Most of its medieval walls, both inside and out, are now obscured by the less attractive additions of subsequent times, but the Pisan Tower of the Normans' Royal Palace looks much as it did nine centuries ago, at least from the outside. Don't judge it from outside, for if its exterior is less than impressive, the Palace's interior still evokes much of its former grandeur. Its arched windows are similar to those of the Norman-Arab churches of Palermo, and the mosaics of some of the Palace's chambers are unabashedly redolent of those found in many of the same churches. A few majestic corridors crowned by vaulted ceilings are the Royal Palace's silent testaments to another era, when the Normans' polyglot Kingdom of Sicily was the most prosperous country in Europe.

. . . Roger II ordered the palace's construction sometime before 1132.

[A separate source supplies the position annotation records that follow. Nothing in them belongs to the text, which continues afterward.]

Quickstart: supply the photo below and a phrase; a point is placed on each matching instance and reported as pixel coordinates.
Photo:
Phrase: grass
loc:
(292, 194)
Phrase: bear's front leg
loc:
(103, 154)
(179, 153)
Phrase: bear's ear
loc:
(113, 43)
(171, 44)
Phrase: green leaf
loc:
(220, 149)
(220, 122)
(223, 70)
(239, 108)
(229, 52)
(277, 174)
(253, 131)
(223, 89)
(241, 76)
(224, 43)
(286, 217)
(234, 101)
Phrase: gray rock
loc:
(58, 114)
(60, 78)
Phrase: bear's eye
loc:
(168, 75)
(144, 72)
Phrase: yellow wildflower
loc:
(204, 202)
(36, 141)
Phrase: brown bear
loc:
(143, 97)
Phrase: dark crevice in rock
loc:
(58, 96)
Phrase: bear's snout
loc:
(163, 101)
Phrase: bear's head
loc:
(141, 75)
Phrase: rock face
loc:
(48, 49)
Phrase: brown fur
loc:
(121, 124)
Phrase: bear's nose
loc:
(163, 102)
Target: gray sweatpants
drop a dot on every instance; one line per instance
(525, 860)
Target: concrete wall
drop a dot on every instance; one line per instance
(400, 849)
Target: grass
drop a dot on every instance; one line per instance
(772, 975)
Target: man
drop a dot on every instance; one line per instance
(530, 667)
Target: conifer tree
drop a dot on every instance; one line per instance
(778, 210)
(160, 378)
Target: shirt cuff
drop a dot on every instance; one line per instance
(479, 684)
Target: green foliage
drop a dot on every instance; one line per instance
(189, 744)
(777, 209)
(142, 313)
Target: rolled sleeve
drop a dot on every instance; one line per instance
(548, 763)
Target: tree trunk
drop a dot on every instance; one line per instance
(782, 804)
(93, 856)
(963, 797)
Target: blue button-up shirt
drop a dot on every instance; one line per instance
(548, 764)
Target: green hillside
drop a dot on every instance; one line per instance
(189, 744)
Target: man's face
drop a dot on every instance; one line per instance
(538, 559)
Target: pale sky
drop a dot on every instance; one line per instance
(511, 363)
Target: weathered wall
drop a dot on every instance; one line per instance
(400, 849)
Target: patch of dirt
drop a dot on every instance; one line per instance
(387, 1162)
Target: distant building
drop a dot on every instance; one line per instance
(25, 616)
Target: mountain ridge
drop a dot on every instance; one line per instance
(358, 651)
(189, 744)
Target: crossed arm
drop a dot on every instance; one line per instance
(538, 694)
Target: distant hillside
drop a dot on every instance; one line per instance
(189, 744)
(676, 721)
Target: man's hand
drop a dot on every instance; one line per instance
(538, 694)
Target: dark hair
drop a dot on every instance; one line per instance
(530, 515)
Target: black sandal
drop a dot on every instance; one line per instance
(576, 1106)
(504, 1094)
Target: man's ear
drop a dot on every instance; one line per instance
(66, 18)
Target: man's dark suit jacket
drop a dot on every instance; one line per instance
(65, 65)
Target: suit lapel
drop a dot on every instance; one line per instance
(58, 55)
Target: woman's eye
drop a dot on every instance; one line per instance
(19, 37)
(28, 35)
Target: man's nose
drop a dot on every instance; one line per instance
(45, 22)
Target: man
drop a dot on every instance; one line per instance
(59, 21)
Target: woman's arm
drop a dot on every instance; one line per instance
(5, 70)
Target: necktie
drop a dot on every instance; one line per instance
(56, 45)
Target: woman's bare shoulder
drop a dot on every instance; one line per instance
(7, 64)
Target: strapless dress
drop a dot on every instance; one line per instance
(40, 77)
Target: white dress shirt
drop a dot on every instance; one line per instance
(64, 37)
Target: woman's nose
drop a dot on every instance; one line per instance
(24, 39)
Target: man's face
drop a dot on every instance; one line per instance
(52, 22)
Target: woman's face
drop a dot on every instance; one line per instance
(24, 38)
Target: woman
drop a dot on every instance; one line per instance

. . . The Palatine Chapel and Roger's Room (the throne room) are the most evocative of the Kingdom's splendor. Roger's Room is usually closed to the public, but the Palatine Chapel is open during traditional hours. Resplendent with traditional Orthodox iconography and a painted Arabic ceiling, the Palatine Chapel seems to be a Monreale Cathedral in miniature, though it antedates that church by decades. Of note are the fine icons of Saint Peter and Saint James, and the throne.